Saint Charles Hospital’s (SCH) campus is currently 94% developed with little opportunity for expansion of the campus footprint in all directions. A component of SCH’s master facility plan development incorporates a near future (3-5 year) strategy for replacement of the structurally obsolete 900+ vehicle parking ramp structure that connects to both the hospital and a medical professional building on the next block. In recent years, SCH implemented valet and visitor-focused parking and covered patient discharge initiatives within the ramp to accommodate increased growth.
To offset the current shortfall of parking, SCH currently rents approximately 100 parking spaces about a mile away ($36,000 per year) and utilizes a shuttle bus ($120,000 per year) to transport employees to and from the hospital and professional building. Further, hospital employees utilize on-street parking via the neighborhood streets on a daily basis, congesting the area and causing much dissatisfaction by SCH neighbors. The future replacement structure’s design goals will target accommodation of visitor, patient and associate parking and reduction of on-street neighborhood parking by associates.

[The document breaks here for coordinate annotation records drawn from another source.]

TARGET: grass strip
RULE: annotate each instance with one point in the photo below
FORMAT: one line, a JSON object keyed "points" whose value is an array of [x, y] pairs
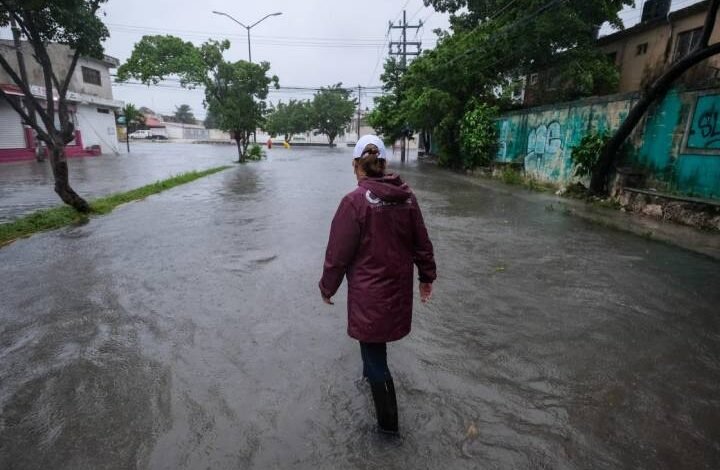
{"points": [[61, 216]]}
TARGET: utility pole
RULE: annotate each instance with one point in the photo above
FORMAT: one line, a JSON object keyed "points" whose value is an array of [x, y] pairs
{"points": [[403, 52], [358, 126]]}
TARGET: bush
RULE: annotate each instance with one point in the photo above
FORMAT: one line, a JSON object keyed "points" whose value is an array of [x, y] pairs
{"points": [[478, 136], [255, 152], [587, 153]]}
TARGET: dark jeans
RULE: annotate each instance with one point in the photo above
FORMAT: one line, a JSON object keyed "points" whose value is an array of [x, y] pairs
{"points": [[374, 357]]}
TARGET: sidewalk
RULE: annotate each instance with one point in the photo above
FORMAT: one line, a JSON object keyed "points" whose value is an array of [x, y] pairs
{"points": [[705, 243]]}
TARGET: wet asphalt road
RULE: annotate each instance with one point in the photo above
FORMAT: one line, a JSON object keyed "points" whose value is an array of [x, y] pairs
{"points": [[186, 332]]}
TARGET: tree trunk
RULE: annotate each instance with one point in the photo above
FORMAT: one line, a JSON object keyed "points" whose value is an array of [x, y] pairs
{"points": [[58, 162], [658, 90], [241, 154]]}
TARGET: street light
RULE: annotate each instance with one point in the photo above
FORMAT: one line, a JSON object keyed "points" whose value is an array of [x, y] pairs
{"points": [[248, 28]]}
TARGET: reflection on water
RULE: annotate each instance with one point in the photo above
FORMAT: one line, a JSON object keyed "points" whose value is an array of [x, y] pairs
{"points": [[186, 331]]}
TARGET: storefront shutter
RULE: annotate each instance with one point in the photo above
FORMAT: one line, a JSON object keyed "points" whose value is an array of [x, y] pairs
{"points": [[12, 133]]}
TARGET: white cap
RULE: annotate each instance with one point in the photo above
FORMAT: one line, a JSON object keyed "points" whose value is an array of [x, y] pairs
{"points": [[369, 139]]}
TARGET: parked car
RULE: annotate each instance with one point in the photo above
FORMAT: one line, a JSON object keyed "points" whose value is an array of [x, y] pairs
{"points": [[141, 134]]}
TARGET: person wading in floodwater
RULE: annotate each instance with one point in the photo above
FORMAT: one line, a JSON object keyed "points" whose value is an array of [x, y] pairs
{"points": [[377, 234]]}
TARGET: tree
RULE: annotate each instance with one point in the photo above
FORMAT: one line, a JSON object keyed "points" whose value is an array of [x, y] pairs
{"points": [[332, 111], [133, 119], [493, 44], [237, 99], [211, 120], [184, 114], [48, 24], [657, 90], [234, 91], [290, 118], [387, 118]]}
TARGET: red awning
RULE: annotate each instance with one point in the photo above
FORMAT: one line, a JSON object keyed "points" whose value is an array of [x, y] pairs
{"points": [[153, 122], [11, 89]]}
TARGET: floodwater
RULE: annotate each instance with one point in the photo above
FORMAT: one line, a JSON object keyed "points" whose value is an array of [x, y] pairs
{"points": [[186, 331], [28, 186]]}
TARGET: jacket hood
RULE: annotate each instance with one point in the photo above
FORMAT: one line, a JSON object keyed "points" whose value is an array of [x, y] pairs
{"points": [[389, 188]]}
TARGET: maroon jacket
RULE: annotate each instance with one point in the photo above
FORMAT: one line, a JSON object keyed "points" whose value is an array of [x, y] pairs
{"points": [[377, 234]]}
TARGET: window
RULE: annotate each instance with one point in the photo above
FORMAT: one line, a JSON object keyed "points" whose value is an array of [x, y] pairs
{"points": [[686, 42], [91, 76]]}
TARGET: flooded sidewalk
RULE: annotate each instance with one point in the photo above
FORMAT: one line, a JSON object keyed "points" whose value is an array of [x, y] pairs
{"points": [[186, 331], [28, 185]]}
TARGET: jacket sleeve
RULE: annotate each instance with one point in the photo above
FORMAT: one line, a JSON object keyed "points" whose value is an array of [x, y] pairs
{"points": [[423, 255], [342, 245]]}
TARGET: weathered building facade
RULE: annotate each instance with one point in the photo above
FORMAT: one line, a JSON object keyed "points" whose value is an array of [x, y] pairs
{"points": [[641, 53], [90, 96]]}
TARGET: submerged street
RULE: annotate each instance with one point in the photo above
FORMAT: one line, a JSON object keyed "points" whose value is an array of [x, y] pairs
{"points": [[186, 331]]}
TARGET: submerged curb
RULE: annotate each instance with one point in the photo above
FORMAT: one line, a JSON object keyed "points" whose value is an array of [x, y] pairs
{"points": [[62, 216]]}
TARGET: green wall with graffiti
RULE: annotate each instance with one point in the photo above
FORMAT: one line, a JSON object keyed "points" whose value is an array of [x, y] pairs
{"points": [[678, 144]]}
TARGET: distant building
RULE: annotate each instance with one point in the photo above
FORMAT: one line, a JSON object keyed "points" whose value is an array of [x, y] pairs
{"points": [[642, 52], [92, 106], [660, 39]]}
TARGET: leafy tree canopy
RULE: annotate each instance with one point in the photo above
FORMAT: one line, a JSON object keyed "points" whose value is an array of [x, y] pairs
{"points": [[234, 91], [332, 111]]}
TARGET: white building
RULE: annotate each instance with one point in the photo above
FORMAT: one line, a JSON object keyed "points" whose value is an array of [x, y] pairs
{"points": [[92, 106]]}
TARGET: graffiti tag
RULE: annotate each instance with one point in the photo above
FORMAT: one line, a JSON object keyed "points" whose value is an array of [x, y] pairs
{"points": [[704, 132], [709, 127]]}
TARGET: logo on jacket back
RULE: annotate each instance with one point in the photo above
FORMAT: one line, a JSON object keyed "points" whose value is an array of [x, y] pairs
{"points": [[376, 201]]}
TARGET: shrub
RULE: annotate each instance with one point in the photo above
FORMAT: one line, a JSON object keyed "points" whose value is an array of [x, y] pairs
{"points": [[255, 152], [585, 156], [478, 136]]}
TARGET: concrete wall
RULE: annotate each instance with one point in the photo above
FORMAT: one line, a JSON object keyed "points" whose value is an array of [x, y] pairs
{"points": [[678, 144]]}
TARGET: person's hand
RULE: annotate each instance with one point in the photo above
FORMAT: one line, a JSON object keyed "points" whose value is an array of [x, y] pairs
{"points": [[425, 291]]}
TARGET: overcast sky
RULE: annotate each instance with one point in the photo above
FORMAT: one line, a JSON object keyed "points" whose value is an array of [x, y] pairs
{"points": [[313, 43]]}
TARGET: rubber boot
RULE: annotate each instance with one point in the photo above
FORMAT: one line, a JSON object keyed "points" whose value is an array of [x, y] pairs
{"points": [[385, 406]]}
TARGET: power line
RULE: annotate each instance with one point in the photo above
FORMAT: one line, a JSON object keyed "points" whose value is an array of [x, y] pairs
{"points": [[402, 46]]}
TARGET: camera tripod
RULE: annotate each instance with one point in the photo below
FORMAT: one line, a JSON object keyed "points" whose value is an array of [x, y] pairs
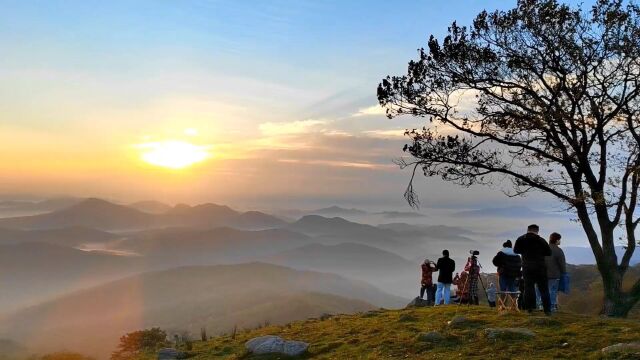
{"points": [[466, 284]]}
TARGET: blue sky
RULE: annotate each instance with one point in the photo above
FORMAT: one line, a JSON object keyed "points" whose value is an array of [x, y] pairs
{"points": [[282, 91]]}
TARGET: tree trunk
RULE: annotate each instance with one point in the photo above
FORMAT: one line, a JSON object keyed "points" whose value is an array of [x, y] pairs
{"points": [[616, 302]]}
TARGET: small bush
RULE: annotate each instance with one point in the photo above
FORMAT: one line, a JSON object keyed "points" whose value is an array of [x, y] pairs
{"points": [[137, 342]]}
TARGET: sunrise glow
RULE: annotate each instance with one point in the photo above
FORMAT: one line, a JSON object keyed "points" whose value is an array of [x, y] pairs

Due to the current shortfall in parking spaces many visitors are unable to park in the ramp and must use valet to access the hospital’s services. SCH’s valet operation also struggles due to the lack of parking and the valet experience for patients and visitors suffers as a result. This problem has a direct correlation on patient satisfaction scores at the hospital and has been a continuous challenge for administration. While efforts have been made to purchase property in the near vicinity of the hospital to increase surface parking options, all attempts have been blocked by local neighborhood supporters / politicians who do not want their neighborhood turned into a parking lot.
Any ideas for improved patient experience with this situation would be greatly appreciated. The ultimate solution is replacement of the parking ramp structure which is several years away and will bring with it some larger challenges during the transition.